Until a man in a modern trenchcoat, his dark blond hair foreign in a sea of black Irish peasant cuts, strode from between the carriages and ruined the scene.
“Cut! What the hell?” someone yelled. “Security!”
“Nic!” Stunned to recognize him, Rowan rushed forward, shock making her stumble. “It’s okay, I know him,” she assured the men in the red shirts charging forward.
Her whole body trembled in crazed reaction. He looked so good! But tired. His face was lined with weariness, breaking her heart. And he was annoyed. He glared at the assistant director when the woman tried to take his arm.
“Come with me, you crazy man.” Rowan grasped Nic’s wet sleeve and led him away, glancing back at her charge to say, “You’re doing great, Milly. I’ll be right back.”
Little Milly beamed with pride, then stood dutifully still as Makeup approached.
Rowan dragged Nic into a friend’s trailer and tried to catch her breath. It was impossible when he filled the space with his dominant presence and masculine scent. Everything about him hit her with fresh power: the authority he projected, the stirring energy he radiated into the air. The sexual excitement he sparked in her with the simple act of falling into her line of vision.
Oh, that physical pull was so much worse now she knew how incredible it was to lie with him. All of her wanted to fall forward and kiss, hold, caress, be with him.
She tried to conquer it, tried to quell the shaking and hold on to control. Tried to find her equilibrium and act like a rational human being when he’d just knocked her back after three months of learning to live without him.
“What are you doing here?” she asked with growing defensiveness. “And like that? If someone barged into your board meeting you’d have them arrested.”
“Not if it was you.” He narrowed his gaze on her mouth. “Why is your accent so strong?”
The sound of his voice, the leading words he’d said, made her heart lurch. She could barely stay on her feet. “Living here does that. And I’m teaching that girl to speak like a native so they won’t crucify her for being American. I’m her dialogue coach.”
Nic ran a hand across his hair, then dried it on his thigh. “Frankie said you were on a film set in Ireland. I didn’t know if that meant you were acting … Can we go somewhere to talk?”
Seriously? She bit down on her lip, shocked by how badly she wanted to go anywhere with him, but self-preservation reminded her to keep her feet on the ground. “We’re in the middle of a scene,” she pointed out with forced patience.
“Do you like this job?”
His penetrating gaze had an effect that was nothing less than cataclysmic. She had missed those blue eyes, that stern expression, the way he looked at her like he really wanted to hear what she had to say.

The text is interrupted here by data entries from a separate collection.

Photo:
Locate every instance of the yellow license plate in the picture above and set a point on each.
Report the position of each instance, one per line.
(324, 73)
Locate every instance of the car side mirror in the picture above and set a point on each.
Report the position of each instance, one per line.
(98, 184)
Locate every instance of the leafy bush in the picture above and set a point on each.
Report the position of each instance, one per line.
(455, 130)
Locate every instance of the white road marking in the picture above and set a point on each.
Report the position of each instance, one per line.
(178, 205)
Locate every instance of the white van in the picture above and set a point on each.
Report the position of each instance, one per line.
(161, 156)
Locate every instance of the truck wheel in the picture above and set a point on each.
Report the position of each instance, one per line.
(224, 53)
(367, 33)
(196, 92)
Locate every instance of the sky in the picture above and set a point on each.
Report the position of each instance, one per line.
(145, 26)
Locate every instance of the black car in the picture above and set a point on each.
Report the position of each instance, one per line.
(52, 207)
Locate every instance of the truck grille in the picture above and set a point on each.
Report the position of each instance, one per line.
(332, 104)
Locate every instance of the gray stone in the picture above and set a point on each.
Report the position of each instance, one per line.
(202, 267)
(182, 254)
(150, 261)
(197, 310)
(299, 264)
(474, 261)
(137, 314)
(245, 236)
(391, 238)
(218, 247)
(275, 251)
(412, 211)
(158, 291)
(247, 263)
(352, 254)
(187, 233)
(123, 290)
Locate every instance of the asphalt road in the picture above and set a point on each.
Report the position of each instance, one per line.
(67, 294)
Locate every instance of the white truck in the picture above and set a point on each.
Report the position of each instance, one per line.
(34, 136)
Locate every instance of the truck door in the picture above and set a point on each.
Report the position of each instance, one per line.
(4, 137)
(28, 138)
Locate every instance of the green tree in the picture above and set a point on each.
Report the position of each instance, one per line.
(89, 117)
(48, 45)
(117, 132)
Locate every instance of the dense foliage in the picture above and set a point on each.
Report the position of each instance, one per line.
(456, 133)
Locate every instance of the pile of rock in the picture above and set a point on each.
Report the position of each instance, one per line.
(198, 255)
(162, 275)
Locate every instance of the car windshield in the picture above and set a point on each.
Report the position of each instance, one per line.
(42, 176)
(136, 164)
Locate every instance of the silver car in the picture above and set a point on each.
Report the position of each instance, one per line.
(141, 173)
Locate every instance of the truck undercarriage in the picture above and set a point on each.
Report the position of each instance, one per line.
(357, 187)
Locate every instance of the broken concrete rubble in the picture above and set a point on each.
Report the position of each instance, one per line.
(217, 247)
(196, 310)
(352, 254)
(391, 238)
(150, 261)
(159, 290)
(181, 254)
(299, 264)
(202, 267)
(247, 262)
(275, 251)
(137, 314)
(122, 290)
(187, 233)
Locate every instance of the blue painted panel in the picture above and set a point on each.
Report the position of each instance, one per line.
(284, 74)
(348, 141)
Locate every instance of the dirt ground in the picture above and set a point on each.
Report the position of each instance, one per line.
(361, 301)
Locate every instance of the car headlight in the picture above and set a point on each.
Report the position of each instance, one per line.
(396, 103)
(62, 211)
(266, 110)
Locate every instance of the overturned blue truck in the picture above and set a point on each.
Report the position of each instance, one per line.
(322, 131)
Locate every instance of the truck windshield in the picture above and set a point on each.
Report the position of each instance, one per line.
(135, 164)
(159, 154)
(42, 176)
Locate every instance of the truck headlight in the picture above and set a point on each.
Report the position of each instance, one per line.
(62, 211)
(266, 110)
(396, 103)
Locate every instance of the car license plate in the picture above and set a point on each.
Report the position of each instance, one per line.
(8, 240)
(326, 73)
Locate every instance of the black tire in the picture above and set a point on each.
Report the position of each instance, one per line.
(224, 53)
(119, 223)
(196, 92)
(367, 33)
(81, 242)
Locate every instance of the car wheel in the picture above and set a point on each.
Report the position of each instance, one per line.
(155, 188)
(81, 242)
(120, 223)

“I do. I get to tell people off if I think they’re pushing Milly too hard and she’s a doll. I’m not sure what will come next. Frankie’s looking into an Italian film. But for the moment I have a roof over my head.” She tried to make it sound like it was all sunshine and roses, not hinting at how badly she’d been missing him.
“About that … A roof, I mean.” He cleared his throat and his hand went into his pocket. “I’ve done a few things.” The mixture of arrogance and sheepishness in his tone made Rowan tense.
“What things?” she asked with low-voiced foreboding.
His hand came out of his pocket and he set a key next to where she was involuntarily clutching the edge of the sink. Recognition hit in stages as she processed the bronze shape, the familiarity of it, the way its sharp angles seemed worn down—and the possessive longing and sense of privilege it inspired only now, after she’d given it up.
“What—?” She couldn’t believe he’d come all this way to tell her the house was rubble. That would be too cruel.
“It’s yours, Ro.”
“Rosedale?” The magnitude of the gift was too much. She had to clap a hand to her mouth to keep her suddenly wobbling chin from falling off. At the same time the tears that filled her eyes stung with loss. She couldn’t face that big, empty house without him in it. “I can’t,” she choked.
“You’d rather I destroy it?” He reached for the key.
She was quicker, snatching it up and holding it in a protective fist against her heart, realizing when she caught the glimmer of smug satisfaction in his eye that he’d been bluffing. He was far quicker than her when he wanted to be.
“Why, Nic? Something in Olief’s will?” She couldn’t believe it.
He dismissed that with a brief movement of his head. “No, this is my decision. Olief made provision for your mother, but left everything to me. And you must have seen a copy of Cassandra’s will by now?”